The House Oversight and Government Reform Committee, led by Chairman Darrell Issa, R-Calif., holds a hearing about last Benghazi, Libya, on Capitol Hill in Washington, Wednesday, May 8, 2013. F (Cliff Owen/AP)

The writer, a Democrat, represented suburban Los Angeles in the House from 1975 to 2015.

I believe in strong, effective oversight. When I was chairman of the House Oversight Committee, I was called “the most feared Democrat on Capitol Hill.” In Time magazine’s 2011 list of the “top 10 corporate grillings” in the history of Congress, four are hearings I held.

But in my 20 years as a House committee chairman, I never issued a subpoena without the support of the ranking Republican or a majority vote of the committee.

I was not alone in avoiding unilateral subpoenas. In the past 60 years, only three chairmen have embraced issuing subpoenas without obtaining bipartisan or committee support: Sen. Joe McCarthy (R-Wis.), Rep. Dan Burton (R-Ind.) and Rep. Darrell Issa (R-Calif.). It is not a coincidence that these men led the most discredited, partisan and unfair congressional investigations in modern history.

Yet this year, six House committees are emulating the McCarthy-Burton-Issa model and giving their chairmen unilateral subpoena authority. This is an invitation to abuse that diminishes the prospect for responsible congressional oversight. Unfortunately, this ill-fated move has received virtually no attention.

Congressional subpoenas are not like other subpoenas. When a party in litigation or a federal prosecutor issues a subpoena, the recipient can appeal to a judge if he or she believes the subpoena is too broad or onerous. Even investigative demands in national security investigations are subject to judicial review if they are “unreasonable, oppressive, or otherwise unlawful.”

But there is no judicial appeal of congressional subpoenas. The recipient of the subpoena has only two options: Comply with the committee’s demands, or defy the subpoena and risk criminal prosecution for contempt of Congress. This gives a chairman with unilateral subpoena authority an absolute power to compel U.S. citizens to reveal information.

I had this vast power when I was chairman of the House Oversight Committee from 2007 to 2009 because it was part of the rules of the committee.
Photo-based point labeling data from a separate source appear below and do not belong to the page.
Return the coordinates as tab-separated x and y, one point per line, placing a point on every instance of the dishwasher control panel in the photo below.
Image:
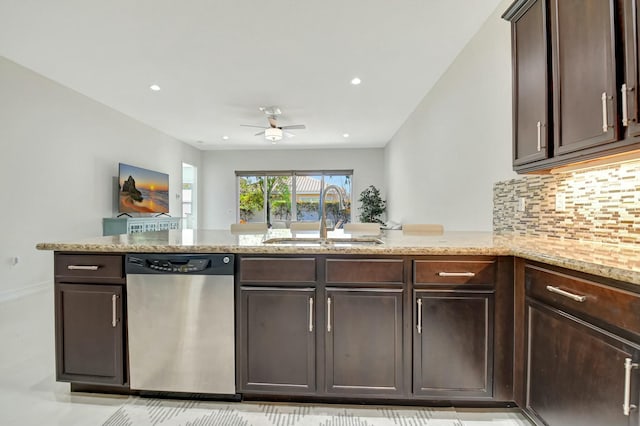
216	264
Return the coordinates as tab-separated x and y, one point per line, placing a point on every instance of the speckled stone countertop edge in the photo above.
599	259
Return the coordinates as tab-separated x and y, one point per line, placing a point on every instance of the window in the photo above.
279	198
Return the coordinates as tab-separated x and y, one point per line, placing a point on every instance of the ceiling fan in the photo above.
274	132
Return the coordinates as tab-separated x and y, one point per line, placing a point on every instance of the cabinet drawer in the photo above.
89	267
454	271
614	306
278	270
365	271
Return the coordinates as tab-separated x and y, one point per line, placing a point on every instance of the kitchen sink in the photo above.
323	241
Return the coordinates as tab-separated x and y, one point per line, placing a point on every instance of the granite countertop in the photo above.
616	261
But like my immediate predecessor, Thomas M. Davis III (R-Va.), and most others who have held this position, I sought a check on my power to prevent abuse. I adopted the policy of calling for a committee vote if the ranking Republican objected to a subpoena. In contested cases, it would be the committee’s collective decision — not mine unilaterally — that would determine whether to compel an individual to comply. And it meant that I had to justify the necessity of every subpoena.
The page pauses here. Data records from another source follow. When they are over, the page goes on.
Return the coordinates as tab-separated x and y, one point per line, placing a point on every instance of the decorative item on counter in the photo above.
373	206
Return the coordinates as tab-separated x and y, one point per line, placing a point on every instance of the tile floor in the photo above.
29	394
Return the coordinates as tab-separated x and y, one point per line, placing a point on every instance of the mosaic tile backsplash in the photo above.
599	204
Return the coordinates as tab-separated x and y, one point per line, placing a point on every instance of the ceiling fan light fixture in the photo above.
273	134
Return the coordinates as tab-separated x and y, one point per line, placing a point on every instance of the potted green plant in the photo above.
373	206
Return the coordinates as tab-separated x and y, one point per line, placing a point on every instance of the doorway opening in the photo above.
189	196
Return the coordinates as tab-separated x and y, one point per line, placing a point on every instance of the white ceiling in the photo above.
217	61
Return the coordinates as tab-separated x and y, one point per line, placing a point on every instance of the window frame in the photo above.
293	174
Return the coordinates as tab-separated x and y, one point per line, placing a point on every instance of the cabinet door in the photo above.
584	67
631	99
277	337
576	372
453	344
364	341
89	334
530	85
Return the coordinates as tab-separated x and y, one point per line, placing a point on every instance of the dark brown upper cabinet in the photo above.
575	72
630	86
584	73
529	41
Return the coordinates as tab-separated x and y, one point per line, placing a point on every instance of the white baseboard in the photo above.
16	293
When I became chairman of the Energy and Commerce Committee in 2009, I wrote these safeguards into the rules of the committee. They lasted until this year, when Chairman Fred Upton (R-Mich.) rewrote them to give himself unchecked authority.

When this restraint is missing, congressional investigations flounder. The record for unilateral subpoenas belongs to Burton, who issued more than 1,000 during his six years as chairman of the Oversight Committee. His overreaching demands and unfair treatment of witnesses, which often forced innocent officials to spend tens of thousands of dollars on legal fees, became his undoing. His sprawling, partisan investigation of the Clinton administration was a debacle, called “its own cartoon, a joke and a deserved embarrassment” by The Post and “a case study in how not to do a congressional investigation” by congressional scholar Norman Ornstein.

Issa, who issued more than 100 unilateral subpoenas, made similar mistakes in his endless pursuit of scandal in the investigations of Benghazi, the IRS and the “Fast and Furious” gun-tracking program. It was the absence of facts — not a lack of power — that prevented both chairmen from proving their outlandish theories.

This year, the House chairmen seeking the new authority promise to be more responsible. But checks are needed even for well-meaning people. Too often, people in power do things because they can, not because they should. Leadership or campaign pressure can also drive chairmen to take irresponsible actions.

The fact is, a chairman doesn’t need absolute power to be effective. My 1994 hearings into the tobacco industry revealed decades of deceit and galvanized public sentiment — without the use of a single subpoena. The hearings I held with Davis on steroid use in baseball had a similar impact, causing sports at all levels to tighten their policies and triggering significant declines in the use of these dangerous drugs by children. During the years Davis and I chaired the Oversight Committee, it probed deeply into procurement abuses, the response to Hurricane Katrina, dangerous prescription drugs, White House misconduct and the collapse of Wall Street — all without any unilateral subpoenas. The discipline of having to substantiate our demands for information made both of us better investigators and better chairmen.

The secret to good oversight isn’t concentrating power in the chairman and marginalizing the role of the committee. The best investigations have always been led by fair chairmen with a commitment to being thorough, fact based and careful in the use of congressional power. This is a lesson the new Congress already seems to have forgotten.